The result: The first couple will pay more than $8,900 in federal and state taxes. The second couple? Only about $4,700.
A bird in the hand
Despite the lure of larger benefits, many retirees can't resist passing up the opportunity to file at 62, in part because they're worried about the future of Social Security.
Eddie Papps, 61, an independent contractor who has lived all over the USA and is currently working in Sarajevo, Bosnia-Herzegovina, plans to retire next year. He and his wife will receive small pensions.
Papps also has savings from his 401(k) plan. Papps says he doesn't really need Social Security income. But he plans to start taking his benefits next year anyway, just to be safe.
He says he thinks Congress will act to shore up Social Security, perhaps by cutting future benefits. But he believes those cuts won't affect people already receiving benefits. Therefore, "I'm not going to take a chance by waiting until I'm 65."
Robert Little, 61, a systems analyst in Philadelphia, feels the same way. He plans to retire from his full-time job this year so he can volunteer at the Philadelphia Zoo and spend time with his grandchildren. And he plans to file for Social Security this year, even though he knows his benefits will be reduced.
"No matter who gets in the next (presidential) administration, they're going to be attacking Social Security," he says.
"It's better to be on the rolls, because there's less of a likelihood they'll do damage to those already getting it."
Unless Congress acts, by 2017 Social Security will start paying out more in benefits than it receives in tax revenue.
By 2027, it will have to tap its trust fund to pay benefits.
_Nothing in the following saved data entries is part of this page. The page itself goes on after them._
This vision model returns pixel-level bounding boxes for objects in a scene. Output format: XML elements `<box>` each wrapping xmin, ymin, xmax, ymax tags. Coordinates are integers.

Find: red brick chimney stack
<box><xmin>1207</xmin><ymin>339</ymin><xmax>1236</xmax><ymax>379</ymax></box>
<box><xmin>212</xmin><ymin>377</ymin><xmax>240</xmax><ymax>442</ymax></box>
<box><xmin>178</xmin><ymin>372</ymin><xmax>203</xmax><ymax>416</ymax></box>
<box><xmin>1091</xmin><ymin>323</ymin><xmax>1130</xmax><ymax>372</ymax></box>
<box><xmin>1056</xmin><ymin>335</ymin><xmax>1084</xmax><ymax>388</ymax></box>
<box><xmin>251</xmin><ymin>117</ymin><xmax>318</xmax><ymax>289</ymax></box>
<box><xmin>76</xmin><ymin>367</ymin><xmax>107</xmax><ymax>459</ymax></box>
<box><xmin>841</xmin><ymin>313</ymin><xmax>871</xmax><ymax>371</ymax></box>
And by 2041, Social Security will be able to pay only about 75% of promised benefits, according to the agency's report to Congress.
But the 79 million people born from 1946 through 1964 represent an extraordinarily potent voting bloc. Reducing their benefits "would be a huge political burden," Prudential's Mahaney says. He thinks lawmakers are more likely to raise payroll taxes on workers than reduce benefits for retirees.
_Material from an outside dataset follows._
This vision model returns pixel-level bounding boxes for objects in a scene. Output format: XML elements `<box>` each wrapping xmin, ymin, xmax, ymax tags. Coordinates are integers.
David Certner, director of federal affairs for AARP, doesn't think that retiring boomers will suffer cuts in benefits, either.
"We think Social Security benefits, particularly for those at or near retirement, are well-financed and will be there," he says.
Some don't have option to wait
Yet even if retirees are convinced their benefits are safe, most of them, Certner predicts, will continue to file claims before full retirement age. Many who are in poor health or have been pushed into early retirement don't have the option of waiting until 66 to file for benefits, he notes.
"For millions, (Social Security) is basically their only source of income," Certner says. "We don't see that changing much."
And even though many analysts say boomers could bolster their financial security by working longer, employers don't always comply. Some companies dangle incentives to induce older employees to leave.
Peter Wagner, 61, who lives outside Kingman, Ariz., retired last year after his employer, Frontier Communications, offered him an incentive to retire before age 65.
"It wasn't exactly a golden parachute," he jokes. "It was kind of bronze."
Social Security benefits, which he plans to start receiving this year, will supplement his savings and buyout package, he says. Wagner's wife, Gail, died in December at age 53. Her death, he says, has reinforced his determination to enjoy the time he has left.
"I'm doing all the things I like to do," says Wagner, an avid hunter and fisherman. "I've got over 20 acres and all kinds of projects I've been trying to do for years."
Even with early-retirement incentives from their employers, boomers who stop working risk running out of money — a risk that could escalate if they take Social Security benefits early.
But that's a chance that many older boomers seem willing to take.
"The bottom line is, people would still prefer to retire than work," Certner says. "People can't wait to get to age 62 and get out."